You can use the Realtime API for transcription-only use cases, either with input from a microphone or from a file. For example, you can use it to generate subtitles or transcripts in real-time. With the transcription-only mode, the model will not generate responses.
To use the Realtime API for transcription, you need to create a transcription session, connecting via WebSockets.

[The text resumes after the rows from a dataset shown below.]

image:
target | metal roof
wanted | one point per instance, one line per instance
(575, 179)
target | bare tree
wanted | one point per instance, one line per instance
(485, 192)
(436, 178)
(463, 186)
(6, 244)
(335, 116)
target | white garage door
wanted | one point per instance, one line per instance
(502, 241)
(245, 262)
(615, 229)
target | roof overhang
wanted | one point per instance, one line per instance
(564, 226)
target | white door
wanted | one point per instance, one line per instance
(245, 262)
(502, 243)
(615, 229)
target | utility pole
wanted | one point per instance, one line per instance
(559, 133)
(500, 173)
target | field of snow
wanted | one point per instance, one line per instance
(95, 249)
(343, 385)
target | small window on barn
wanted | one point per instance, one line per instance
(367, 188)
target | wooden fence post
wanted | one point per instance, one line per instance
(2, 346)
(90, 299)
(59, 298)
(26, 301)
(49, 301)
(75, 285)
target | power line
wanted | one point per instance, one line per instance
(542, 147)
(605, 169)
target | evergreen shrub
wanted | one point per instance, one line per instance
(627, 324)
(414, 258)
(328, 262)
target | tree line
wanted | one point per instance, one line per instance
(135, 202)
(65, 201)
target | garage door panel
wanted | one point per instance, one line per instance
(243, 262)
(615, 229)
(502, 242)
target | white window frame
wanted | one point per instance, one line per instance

Use the component TsgcWSAPI_OpenAI and TsgcWebSocketClient to start a new transcription session.
Find below an example of real-time transcription using OpenAI API.

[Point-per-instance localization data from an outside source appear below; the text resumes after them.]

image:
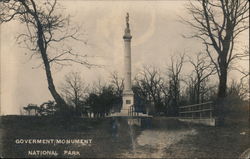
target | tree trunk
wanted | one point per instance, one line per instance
(222, 94)
(42, 48)
(222, 83)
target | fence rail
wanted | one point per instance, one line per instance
(200, 111)
(131, 111)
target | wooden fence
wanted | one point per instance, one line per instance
(197, 111)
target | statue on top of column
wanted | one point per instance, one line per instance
(127, 20)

WSClient := TsgcWebSocketClient.Create(nil);
oAudio := TsgcAudioRecorderWave.Create(nil);
OpenAI := TsgcWSAPI_OpenAI.Create(nil);
OpenAI.Client := WSClient;
OpenAI.AudioRecorder := oAudio;
OpenAI.OpenAIOptions.APIKey := 'your-api-key-here';
OpenAI.OpenAIOptions.method := sgcoaimTranscription;
OpenAI.OpenAIOptions.provider := sgcoaipOpenAI;
OpenAI.InputAudio.Language := 'en';
OpenAI.InputAudio.Model := 'whisper-1';
procedure OnOpenAIAudioTranscriptionCompleted(Sender: TObject; const aItem: TsgcWSOpenAIConversation_Item_Completed);
begin
Log('#transcription_completed: ' + aItem.Transcript);
end;
The component allows you to send audio files manually. You can use the method AppendInputAudioBuffer and pass the audio as a TStream. The audio format must be 24 kHz mono PCM (only a rate of 24000 is supported).